The single ActorSystem this produces is what every other v2 piece runs on. There is no second Akka instance — that was a Phase 9 bug (commit `d6fac2d` consolidated).
## Embedded HOCON
`src/Core/ZB.MOM.WW.OtOpcUa.Cluster/Resources/akka.conf` contains:
| Setting | Value | Why |
|---|---|---|
| `akka.actor.provider` | `cluster` | Required for `Cluster.Get(system)` to work. |
| `akka.cluster.split-brain-resolver.active-strategy` | `keep-oldest` | Smaller/younger side downs itself on partition. |
| `akka.cluster.split-brain-resolver.stable-after` | `15s` | Time before SBR acts. |
| `akka.cluster.failure-detector.threshold` | `10.0` | Higher than default (8.0) for GC-pause tolerance. |
| `opcua-synchronized-dispatcher.type` | `PinnedDispatcher` | Dedicated thread for `OpcUaPublishActor` so SDK calls stay marshalled. |
The Cluster.Tests project verifies these key values stay correct (`HoconLoaderTests`).
## Configuration
```json
{
"Cluster": {
"Hostname": "0.0.0.0",
"Port": 4053,
"PublicHostname": "node-a.lan",
"SeedNodes": ["akka.tcp://otopcua@node-a.lan:4053"],
"Roles": ["admin", "driver"]
}
}
```
- `Hostname`: interface to bind. `0.0.0.0` listens on every interface.
- `Port`: TCP port for cluster gossip. Default 4053.
- `PublicHostname`: address advertised in cluster gossip. Must be reachable by every other node.
- `SeedNodes`: where new nodes go to join. List one (or two) stable nodes. First node bootstraps the cluster from its own address.
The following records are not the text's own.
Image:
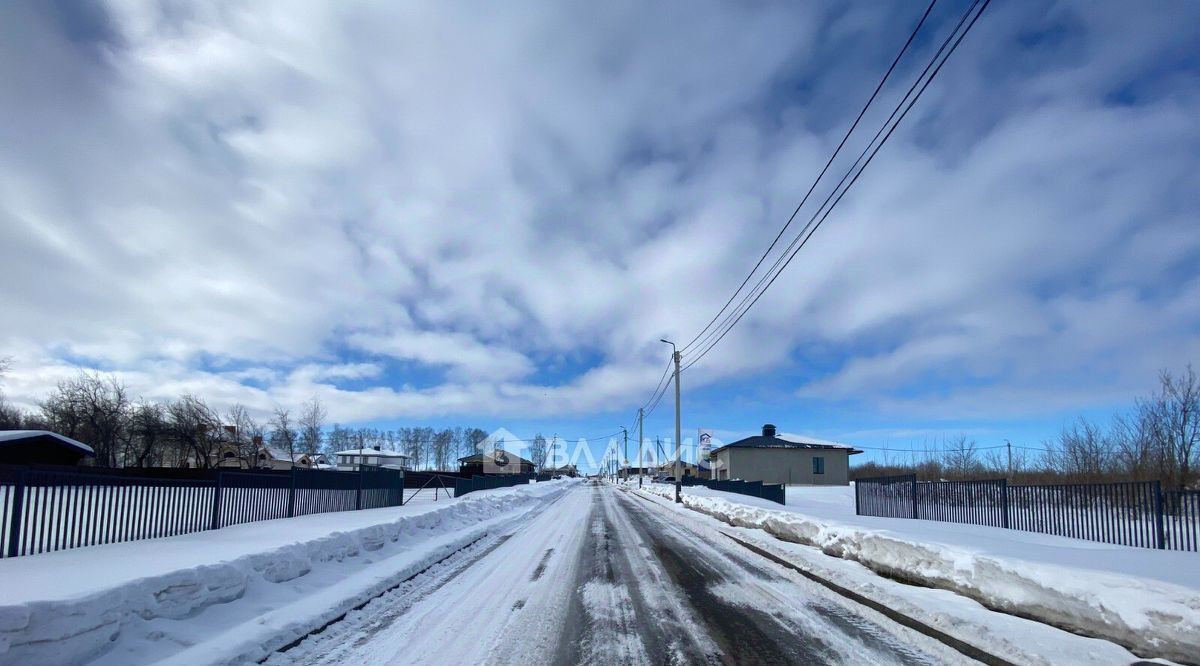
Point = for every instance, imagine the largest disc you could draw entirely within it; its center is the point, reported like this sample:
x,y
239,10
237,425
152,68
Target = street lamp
x,y
627,451
675,357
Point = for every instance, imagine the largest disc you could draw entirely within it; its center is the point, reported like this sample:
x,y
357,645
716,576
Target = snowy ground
x,y
1146,599
555,573
600,577
255,586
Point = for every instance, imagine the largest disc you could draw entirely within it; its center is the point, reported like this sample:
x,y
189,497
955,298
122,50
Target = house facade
x,y
351,459
773,460
495,462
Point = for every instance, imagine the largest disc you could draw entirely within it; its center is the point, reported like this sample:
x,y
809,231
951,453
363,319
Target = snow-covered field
x,y
192,598
1145,599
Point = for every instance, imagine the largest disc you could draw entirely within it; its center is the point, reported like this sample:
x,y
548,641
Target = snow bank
x,y
71,606
1145,615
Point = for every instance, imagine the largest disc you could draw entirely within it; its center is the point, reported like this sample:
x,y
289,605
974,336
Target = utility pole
x,y
1009,460
639,447
675,355
627,451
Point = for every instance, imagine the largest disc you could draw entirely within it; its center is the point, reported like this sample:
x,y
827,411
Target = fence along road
x,y
600,577
1129,514
47,508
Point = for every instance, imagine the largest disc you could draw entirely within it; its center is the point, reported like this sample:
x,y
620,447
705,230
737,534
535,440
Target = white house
x,y
351,459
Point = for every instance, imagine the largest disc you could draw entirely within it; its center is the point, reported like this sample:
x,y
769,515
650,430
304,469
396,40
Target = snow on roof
x,y
786,441
379,453
808,439
10,436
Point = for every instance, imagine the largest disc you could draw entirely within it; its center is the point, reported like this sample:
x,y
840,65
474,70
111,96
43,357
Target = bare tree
x,y
1171,421
1083,451
10,417
963,457
150,435
538,451
413,445
196,427
247,432
283,436
91,409
312,423
441,448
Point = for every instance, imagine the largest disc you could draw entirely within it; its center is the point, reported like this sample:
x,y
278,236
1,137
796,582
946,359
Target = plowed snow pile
x,y
270,581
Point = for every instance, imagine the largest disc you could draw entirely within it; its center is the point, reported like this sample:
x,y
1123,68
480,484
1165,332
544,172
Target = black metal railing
x,y
1132,514
49,508
773,492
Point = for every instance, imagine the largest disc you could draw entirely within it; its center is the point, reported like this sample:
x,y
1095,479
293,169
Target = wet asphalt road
x,y
606,576
670,595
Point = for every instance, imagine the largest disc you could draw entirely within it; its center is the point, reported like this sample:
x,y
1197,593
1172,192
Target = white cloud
x,y
477,190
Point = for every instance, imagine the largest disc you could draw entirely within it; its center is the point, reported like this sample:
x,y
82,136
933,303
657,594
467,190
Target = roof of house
x,y
15,436
490,455
377,453
789,442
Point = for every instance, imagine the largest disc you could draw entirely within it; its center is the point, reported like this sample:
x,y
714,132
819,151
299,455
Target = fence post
x,y
1003,502
358,493
915,496
216,503
18,503
1158,516
292,493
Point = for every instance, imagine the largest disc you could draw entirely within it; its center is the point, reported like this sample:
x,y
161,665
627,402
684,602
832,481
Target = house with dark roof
x,y
41,447
495,462
771,459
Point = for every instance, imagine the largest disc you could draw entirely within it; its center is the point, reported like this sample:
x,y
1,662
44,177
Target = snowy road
x,y
604,576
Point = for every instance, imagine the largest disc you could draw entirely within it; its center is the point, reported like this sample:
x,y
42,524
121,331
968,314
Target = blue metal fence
x,y
1132,514
49,508
773,492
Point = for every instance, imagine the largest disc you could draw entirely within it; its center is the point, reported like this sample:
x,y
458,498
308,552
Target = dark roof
x,y
15,437
766,442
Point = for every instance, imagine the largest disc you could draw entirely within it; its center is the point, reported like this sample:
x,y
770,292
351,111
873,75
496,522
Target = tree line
x,y
1157,439
187,431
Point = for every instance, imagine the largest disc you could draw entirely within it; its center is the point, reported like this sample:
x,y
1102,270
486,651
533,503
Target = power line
x,y
819,217
823,171
773,273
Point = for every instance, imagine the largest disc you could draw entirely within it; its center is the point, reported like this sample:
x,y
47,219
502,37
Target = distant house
x,y
41,447
667,469
351,459
271,457
774,460
495,462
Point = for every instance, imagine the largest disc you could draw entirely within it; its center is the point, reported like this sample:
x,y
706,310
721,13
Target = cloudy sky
x,y
462,213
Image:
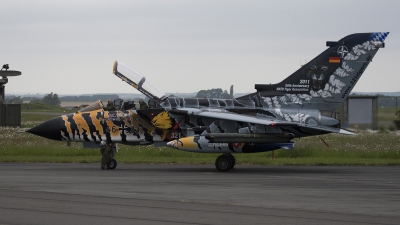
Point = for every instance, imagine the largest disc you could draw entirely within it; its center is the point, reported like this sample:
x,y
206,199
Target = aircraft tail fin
x,y
327,80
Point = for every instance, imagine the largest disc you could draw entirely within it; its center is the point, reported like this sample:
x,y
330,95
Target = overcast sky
x,y
68,47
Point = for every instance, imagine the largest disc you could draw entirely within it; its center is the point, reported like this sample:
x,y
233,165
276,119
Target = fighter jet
x,y
300,106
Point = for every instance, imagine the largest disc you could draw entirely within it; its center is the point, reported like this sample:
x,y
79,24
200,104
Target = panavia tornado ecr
x,y
300,106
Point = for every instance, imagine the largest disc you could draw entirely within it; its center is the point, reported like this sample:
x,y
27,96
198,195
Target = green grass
x,y
364,149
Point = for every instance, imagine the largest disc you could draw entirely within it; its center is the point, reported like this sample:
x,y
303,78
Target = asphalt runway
x,y
35,193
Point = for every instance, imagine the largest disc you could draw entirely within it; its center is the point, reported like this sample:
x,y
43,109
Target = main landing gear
x,y
225,162
108,151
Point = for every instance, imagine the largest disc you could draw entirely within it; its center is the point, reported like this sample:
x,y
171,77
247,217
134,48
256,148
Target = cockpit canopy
x,y
138,81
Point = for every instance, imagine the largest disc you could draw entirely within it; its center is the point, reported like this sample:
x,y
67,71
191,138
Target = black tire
x,y
113,164
224,163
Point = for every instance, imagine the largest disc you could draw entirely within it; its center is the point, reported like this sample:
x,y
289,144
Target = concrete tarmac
x,y
36,193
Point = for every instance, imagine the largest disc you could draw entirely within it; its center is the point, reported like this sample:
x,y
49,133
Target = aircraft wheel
x,y
233,160
113,164
224,163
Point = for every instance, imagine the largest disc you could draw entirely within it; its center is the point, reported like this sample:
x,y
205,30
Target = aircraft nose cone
x,y
49,129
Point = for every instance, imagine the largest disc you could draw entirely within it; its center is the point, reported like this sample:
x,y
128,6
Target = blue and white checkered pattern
x,y
379,36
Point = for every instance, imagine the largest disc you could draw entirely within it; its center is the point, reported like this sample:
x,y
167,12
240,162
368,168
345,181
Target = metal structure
x,y
359,112
10,114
- `Roles`: free-form tags Akka gossip propagates. v2 uses `admin` + `driver`; per-role wiring in `Program.cs` reads `OTOPCUA_ROLES` env var, not this list — these two should stay in sync.
## IClusterRoleInfo
Anywhere in the host that needs the local node's identity or a view of who-else-is-in-the-cluster, inject `IClusterRoleInfo`:
```csharp
public sealed class MyService(IClusterRoleInfo cluster)
{
public NodeId Self => cluster.LocalNode;
public IReadOnlyList<NodeId> Drivers => cluster.MembersWithRole("driver");
public NodeId? AdminLeader => cluster.RoleLeader("admin");
public MyService(IClusterRoleInfo cluster)
{
cluster.RoleLeaderChanged += (_, e) =>
Console.WriteLine($"role={e.Role}: {e.PreviousLeader} → {e.NewLeader}");
}
}
```
`LocalNode` is `{PublicHostname}:{Port}` (the port suffix lets loopback test deployments stay distinct; production hostnames are already unique). `ConfigPublishCoordinator` uses the same `{host}:{port}` formula so the expected-ack set and the driver self-identification agree (commit `5cfbe8b`).
## Lifecycle
Akka.Hosting owns the lifecycle: `IHostedService` starts the ActorSystem at host start, runs `CoordinatedShutdown.ClusterLeavingReason` on host stop. The Cluster project does not register its own `IHostedService` (the v1 `AkkaHostedService` was deleted in commit `d6fac2d`).
## Tests
`tests/Core/ZB.MOM.WW.OtOpcUa.Cluster.Tests/` covers:
- `HoconLoaderTests` — embedded resource loads + key settings parse correctly.
- `RoleParserTests` — comma-split + dedup + trim semantics.
Cross-project integration is in `tests/Server/ZB.MOM.WW.OtOpcUa.Host.IntegrationTests/` (cluster formation, deploy round-trip).